Das gemeinsame Leben –
Voraussetzung und Frucht christlicher Verkündigung nach Dietrich Bonhoeffer

1. Dietrich Bonhoeffer – ein Mann der Kirche – ein Leben für die Kirche

2. Das Predigerserminar der Bekennenden Kirche in Finkenwalde

Die Bekennende Kirche (nach 1933) trat ganz klar und bewusst an gegen die „Deutschen Christen“, die dem Rassismus verfallen waren und die evangelische Kirche mit braunen Kräften unterwandert und sich die kirchlichen Ämter gefügig gemacht hatten.

Allen Kräften, die in diesem geistlichen Widerstand lebten, ging es ganz bewusst darum, einen guten theologischen Nachwuchs zu formen und zu bilden. Dafür wurde eine neue Form des Predigerseminars entwickelt. Diese Aufgabe wurde unter anderem dem gescheiten und von tiefer Spiritualität und Theologie geprägten damals in London als Auslandsdeutschen-Pfarrer lebenden Pastor Dr. Dr. Dietrich Bonhoeffer anvertraut.

Am 4. Juli 1934 tagt der alte preußische Bruderrat der Bekennenden Kirche. Auf der Tagesordnung steht die Einrichtung und Leitung von Predigerseminaren. Es wird der Beschluss gefasst, Dietrich Bonhoeffer mit der Leitung einer solchen Einrichtung zur Ausbildung des Theologischen Nachwuchses zu beauftragen. Er nahm diese Aufgabe in großer Verantwortung an und machte sich sogleich Gedanken über die Lebensform seiner künftigen Seminaristen. Geistliches Leben und theologisch verantwortete Pastoral gehörten für ihn zusammen. Überraschend für mich: Seine Gedanken gingen sofort zum Mönchtum, weil er sich eine Predigerausbildung nur in Gemeinschaft vorstellen konnte. Und ebenso überraschend: Das alte Mönchtum studierte er in England in seiner anglikanischen Form.

3. Die Theologie des Bruders/der Schwester in Christus

Interessant ist für mich: Nicht nur das Erlernen der Gemeinde-Praxis stand für ihn im Vordergrund, sondern ein durch den Glauben geprägtes gemeinsames Leben.
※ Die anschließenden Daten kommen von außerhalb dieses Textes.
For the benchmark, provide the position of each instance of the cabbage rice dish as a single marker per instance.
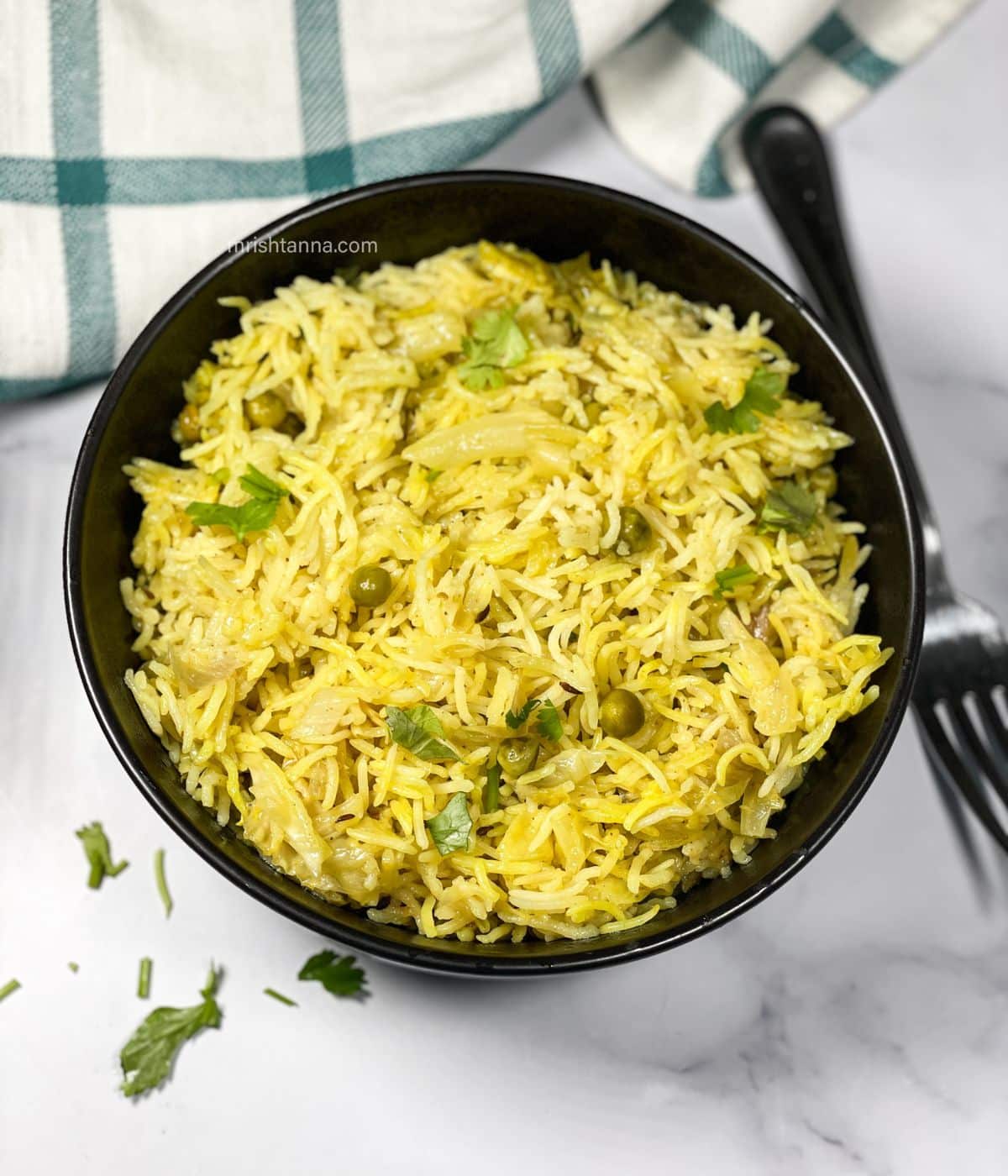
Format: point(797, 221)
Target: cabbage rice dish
point(499, 597)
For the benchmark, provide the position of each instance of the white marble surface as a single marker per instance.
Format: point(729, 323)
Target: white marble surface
point(855, 1022)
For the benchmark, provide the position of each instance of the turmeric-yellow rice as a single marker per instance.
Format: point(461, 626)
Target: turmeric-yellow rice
point(467, 501)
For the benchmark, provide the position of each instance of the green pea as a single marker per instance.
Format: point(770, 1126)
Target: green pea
point(593, 411)
point(266, 412)
point(370, 585)
point(291, 426)
point(517, 756)
point(622, 714)
point(190, 425)
point(634, 529)
point(497, 613)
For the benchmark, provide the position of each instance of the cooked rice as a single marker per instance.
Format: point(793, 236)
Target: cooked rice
point(268, 685)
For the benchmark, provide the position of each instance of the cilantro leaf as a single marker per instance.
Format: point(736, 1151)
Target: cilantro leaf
point(99, 854)
point(732, 578)
point(149, 1056)
point(256, 514)
point(496, 343)
point(491, 790)
point(337, 975)
point(549, 722)
point(420, 732)
point(788, 507)
point(452, 826)
point(514, 719)
point(763, 394)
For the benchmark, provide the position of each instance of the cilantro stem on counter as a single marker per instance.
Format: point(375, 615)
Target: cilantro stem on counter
point(144, 982)
point(162, 885)
point(280, 996)
point(99, 854)
point(149, 1056)
point(337, 975)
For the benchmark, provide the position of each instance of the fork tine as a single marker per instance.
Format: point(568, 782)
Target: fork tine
point(961, 773)
point(993, 726)
point(966, 729)
point(958, 822)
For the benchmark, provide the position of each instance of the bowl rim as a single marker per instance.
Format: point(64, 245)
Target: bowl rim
point(425, 958)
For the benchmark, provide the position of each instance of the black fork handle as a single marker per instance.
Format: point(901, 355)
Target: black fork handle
point(790, 166)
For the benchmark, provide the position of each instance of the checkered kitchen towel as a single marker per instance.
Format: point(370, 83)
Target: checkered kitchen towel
point(139, 138)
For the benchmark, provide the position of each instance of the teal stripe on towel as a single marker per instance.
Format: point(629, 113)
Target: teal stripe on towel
point(837, 40)
point(328, 155)
point(722, 43)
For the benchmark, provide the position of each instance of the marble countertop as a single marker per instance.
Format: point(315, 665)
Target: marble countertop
point(854, 1022)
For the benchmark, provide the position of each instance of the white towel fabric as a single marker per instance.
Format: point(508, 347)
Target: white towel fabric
point(141, 138)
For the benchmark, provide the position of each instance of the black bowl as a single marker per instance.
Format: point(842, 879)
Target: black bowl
point(411, 219)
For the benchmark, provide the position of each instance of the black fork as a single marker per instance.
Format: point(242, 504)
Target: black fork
point(960, 690)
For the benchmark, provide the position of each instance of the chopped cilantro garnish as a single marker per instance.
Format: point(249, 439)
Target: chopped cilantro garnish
point(420, 732)
point(763, 394)
point(337, 975)
point(549, 722)
point(255, 514)
point(491, 790)
point(452, 826)
point(144, 981)
point(496, 343)
point(149, 1056)
point(516, 719)
point(99, 854)
point(788, 507)
point(733, 578)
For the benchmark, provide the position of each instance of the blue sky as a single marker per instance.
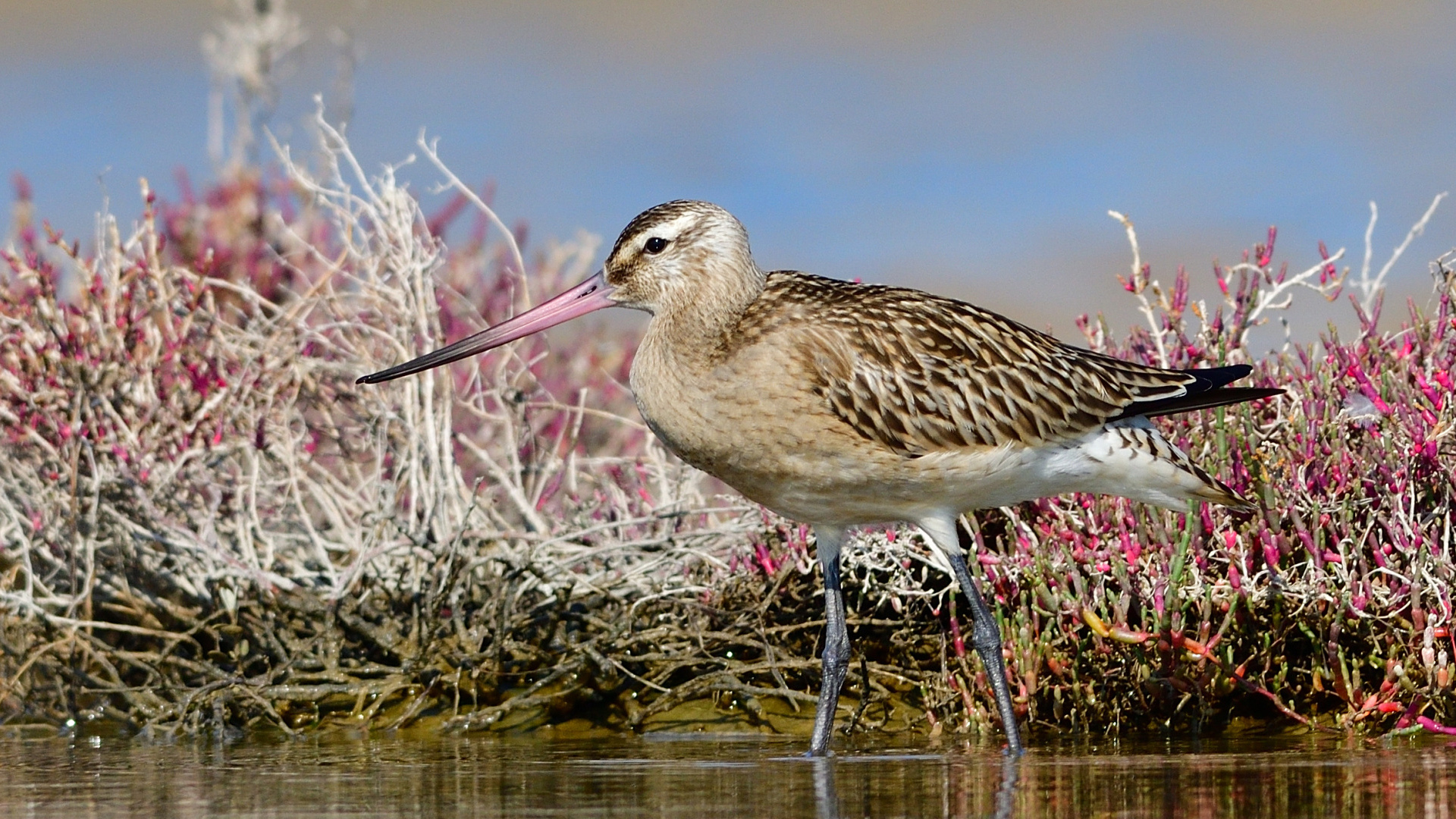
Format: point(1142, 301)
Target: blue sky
point(970, 148)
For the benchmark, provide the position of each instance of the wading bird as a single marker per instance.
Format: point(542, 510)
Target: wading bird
point(840, 404)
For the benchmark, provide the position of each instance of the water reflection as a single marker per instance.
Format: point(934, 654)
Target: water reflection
point(670, 777)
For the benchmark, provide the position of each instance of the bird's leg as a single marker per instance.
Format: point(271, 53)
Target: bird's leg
point(986, 639)
point(836, 639)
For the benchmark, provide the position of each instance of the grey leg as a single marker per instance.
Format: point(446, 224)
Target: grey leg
point(986, 639)
point(954, 544)
point(836, 639)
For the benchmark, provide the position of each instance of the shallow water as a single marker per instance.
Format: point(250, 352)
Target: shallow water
point(691, 777)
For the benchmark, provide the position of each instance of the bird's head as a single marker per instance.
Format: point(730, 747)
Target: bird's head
point(683, 259)
point(680, 257)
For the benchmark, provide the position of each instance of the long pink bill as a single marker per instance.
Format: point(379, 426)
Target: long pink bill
point(592, 295)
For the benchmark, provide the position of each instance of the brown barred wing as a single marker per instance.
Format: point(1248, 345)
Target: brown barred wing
point(922, 373)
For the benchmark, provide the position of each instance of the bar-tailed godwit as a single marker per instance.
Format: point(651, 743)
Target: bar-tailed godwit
point(840, 404)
Bonhoeffer´s Grundidee und Grunderkenntnis für ein Predigerseminar war die Theologie des Bruders. Er sah im Bruder, „der mit mir im gleichen Predigerseminar“ lebt, ein Geschenk. Es ging ihm dabei um eine christliche Beziehung, die in Christus selbst gründet, nicht in Emotionen. Es lohnt sich einige Texte zum christlichen Bruder sein zur Kenntnis zu nehmen.

Um diese Bruderschaft zu lernen und zu ermöglichen, gab Bonhoeffer seinem Predigerseminar ein ganz bestimmtes Fundament und eine ganze klare Tagesordnung: Miteinander leben, miteinander studieren, miteinander glauben, die Freizeit gemeinsam zu verbringen und dies alles unter einer klaren Gebetsordnung. Das Gebet, das Hören auf das Wort Gottes und die Meditation waren für ihn wesentliche Akzente dieser Ausbildung. Ergreifend sind für mich auch seine Ausführungen zum Thema Beichte und Abendmahl.

Das Predigerseminar der Bekennenden Kirche in Zingst und Finkenwalde bestand nur kurze Zeit (1935 – 1937). 112 Kandidaten kamen hierher zur Ausbildung und später noch einmal in den Sammelvikariaten in Ostpreußen weitere 22 Seminaristen.. Aus den Erfahrungen dieses Predigerseminars entstand dann das Buch „Das gemeinsame Leben“ (Chr. Kaiser-Verlag, München 1939; jetzt im gleichen Verlag als fünfter Band von Dietrich Bonhoeffer Werke, München 2002).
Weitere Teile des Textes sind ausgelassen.